'Institutional racism’: Black university applicants 21 times more likely to be investigated
According to data obtained through a Freedom of Information (FoI) request by the Independent, 419 black British applicants to undergraduate courses last September were highlighted as a cause for concern. White British applicants, on the other hand, were only flagged up 181 times despite there being far fewer black applicants. Black students accounted for 42,580 applications, compared to 388,465 white applicants.
The findings prompted the Labour Party to blast the vetting process as akin to “racial profiling.” UCAS, the UK’s college and universities admission service, will now launch an investigation into the “extremely concerning” figures. It claimed that ethnicity is not accounted for during the application processes, though students do have to declare their ethnic background when applying.

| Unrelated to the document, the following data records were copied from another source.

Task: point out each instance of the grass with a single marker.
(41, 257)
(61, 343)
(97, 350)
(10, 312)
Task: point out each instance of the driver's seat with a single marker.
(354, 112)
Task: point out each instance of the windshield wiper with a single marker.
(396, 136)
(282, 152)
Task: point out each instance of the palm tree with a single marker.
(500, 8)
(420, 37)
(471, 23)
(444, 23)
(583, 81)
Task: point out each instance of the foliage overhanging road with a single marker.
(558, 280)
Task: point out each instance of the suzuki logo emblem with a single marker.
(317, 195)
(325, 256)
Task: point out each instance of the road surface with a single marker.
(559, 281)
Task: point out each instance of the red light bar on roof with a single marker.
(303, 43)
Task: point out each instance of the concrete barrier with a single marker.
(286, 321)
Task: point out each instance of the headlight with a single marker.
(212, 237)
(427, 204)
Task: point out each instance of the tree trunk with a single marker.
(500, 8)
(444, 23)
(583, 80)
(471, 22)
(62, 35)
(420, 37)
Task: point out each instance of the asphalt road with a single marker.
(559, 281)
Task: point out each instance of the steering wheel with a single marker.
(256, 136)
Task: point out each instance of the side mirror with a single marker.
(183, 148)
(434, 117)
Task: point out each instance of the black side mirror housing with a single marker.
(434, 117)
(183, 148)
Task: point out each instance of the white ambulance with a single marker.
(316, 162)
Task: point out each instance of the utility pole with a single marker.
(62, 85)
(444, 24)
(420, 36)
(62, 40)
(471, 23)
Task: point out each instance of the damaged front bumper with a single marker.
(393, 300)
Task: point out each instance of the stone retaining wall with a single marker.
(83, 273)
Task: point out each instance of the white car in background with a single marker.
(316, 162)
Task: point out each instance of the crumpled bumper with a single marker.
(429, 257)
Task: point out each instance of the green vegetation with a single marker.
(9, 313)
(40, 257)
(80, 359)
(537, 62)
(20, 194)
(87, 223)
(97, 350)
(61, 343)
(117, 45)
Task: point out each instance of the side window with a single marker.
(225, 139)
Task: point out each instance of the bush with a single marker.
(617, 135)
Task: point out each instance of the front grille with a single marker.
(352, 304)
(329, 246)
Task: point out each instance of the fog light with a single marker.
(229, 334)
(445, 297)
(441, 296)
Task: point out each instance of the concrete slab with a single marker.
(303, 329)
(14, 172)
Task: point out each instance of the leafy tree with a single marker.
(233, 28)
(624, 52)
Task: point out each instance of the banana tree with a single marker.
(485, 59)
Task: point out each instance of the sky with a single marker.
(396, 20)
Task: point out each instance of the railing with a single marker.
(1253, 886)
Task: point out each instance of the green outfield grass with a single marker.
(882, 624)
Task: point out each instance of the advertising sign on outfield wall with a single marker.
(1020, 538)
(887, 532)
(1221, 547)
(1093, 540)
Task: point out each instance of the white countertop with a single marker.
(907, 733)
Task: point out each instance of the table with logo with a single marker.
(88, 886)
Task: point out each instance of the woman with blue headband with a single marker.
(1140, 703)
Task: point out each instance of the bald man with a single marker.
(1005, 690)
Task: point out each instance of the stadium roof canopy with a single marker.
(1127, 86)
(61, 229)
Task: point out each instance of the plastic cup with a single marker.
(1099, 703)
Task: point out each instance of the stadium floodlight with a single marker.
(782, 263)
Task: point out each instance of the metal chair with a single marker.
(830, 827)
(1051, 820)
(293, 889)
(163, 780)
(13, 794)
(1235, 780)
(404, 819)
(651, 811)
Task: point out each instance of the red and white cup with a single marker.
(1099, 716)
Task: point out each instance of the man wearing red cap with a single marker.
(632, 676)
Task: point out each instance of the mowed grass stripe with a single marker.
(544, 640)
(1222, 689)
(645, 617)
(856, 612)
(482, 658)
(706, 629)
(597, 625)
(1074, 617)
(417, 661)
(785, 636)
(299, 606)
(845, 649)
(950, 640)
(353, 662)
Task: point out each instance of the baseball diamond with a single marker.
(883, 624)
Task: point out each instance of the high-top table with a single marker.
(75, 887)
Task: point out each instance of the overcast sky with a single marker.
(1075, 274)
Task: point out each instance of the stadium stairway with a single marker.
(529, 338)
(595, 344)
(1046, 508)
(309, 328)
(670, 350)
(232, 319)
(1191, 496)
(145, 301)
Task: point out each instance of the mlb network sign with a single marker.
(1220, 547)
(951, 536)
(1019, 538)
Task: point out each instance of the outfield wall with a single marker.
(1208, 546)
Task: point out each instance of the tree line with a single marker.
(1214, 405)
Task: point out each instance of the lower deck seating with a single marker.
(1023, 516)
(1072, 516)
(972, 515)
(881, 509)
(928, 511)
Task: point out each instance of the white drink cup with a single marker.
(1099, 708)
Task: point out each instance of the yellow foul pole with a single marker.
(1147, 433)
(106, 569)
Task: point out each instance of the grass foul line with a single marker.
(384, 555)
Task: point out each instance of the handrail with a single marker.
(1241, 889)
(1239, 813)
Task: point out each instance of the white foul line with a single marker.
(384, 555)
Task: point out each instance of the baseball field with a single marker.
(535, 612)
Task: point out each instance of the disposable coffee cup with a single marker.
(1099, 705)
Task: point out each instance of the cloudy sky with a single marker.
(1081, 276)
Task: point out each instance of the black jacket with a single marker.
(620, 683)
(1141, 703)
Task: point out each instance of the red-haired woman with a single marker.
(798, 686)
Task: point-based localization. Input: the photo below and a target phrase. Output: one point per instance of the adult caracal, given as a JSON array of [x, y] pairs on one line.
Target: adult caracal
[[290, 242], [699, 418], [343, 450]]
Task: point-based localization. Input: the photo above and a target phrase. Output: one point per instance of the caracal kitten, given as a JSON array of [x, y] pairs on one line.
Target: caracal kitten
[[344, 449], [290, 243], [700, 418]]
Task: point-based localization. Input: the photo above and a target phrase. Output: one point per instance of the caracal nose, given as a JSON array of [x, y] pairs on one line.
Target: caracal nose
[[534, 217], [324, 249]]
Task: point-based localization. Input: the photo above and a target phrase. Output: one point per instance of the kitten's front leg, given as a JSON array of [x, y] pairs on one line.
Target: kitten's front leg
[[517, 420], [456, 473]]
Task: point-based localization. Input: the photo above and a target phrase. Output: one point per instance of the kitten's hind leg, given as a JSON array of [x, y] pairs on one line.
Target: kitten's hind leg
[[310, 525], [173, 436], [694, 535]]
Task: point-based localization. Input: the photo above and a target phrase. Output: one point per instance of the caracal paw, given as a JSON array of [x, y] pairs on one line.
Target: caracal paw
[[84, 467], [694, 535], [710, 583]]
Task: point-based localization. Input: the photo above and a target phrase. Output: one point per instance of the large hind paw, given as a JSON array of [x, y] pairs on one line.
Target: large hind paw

Angela Rayner, shadow education secretary, responded to the figures, saying: “This shocking practice highlights just how pervasive institutional racism is across the higher education sector. UCAS has been completely unable to justify this discriminatory practice.
“UCAS must urgently investigate this and make clear what steps will be taken to end the racial profiling of students,” Rayner said, the Independent reports.
Samuel Babarinde, who is among the hundreds targeted, said: “I have been very emotionally distressed by this whole process. I felt I had been singled out. It felt like I was already guilty before being found guilty. It was intimidating and frustrating.”
Helen Thorne, external relations director at UCAS, said: “I am not aware of any way really that unconscious bias could creep into this. Our fraud and verification team have equality and diversity training as well.
“We are extremely concerned about the data we pulled out in response to the freedom of information request. It is a matter of genuine concern for us and we want to get to the bottom of that. This is an area that we need to be more transparent.”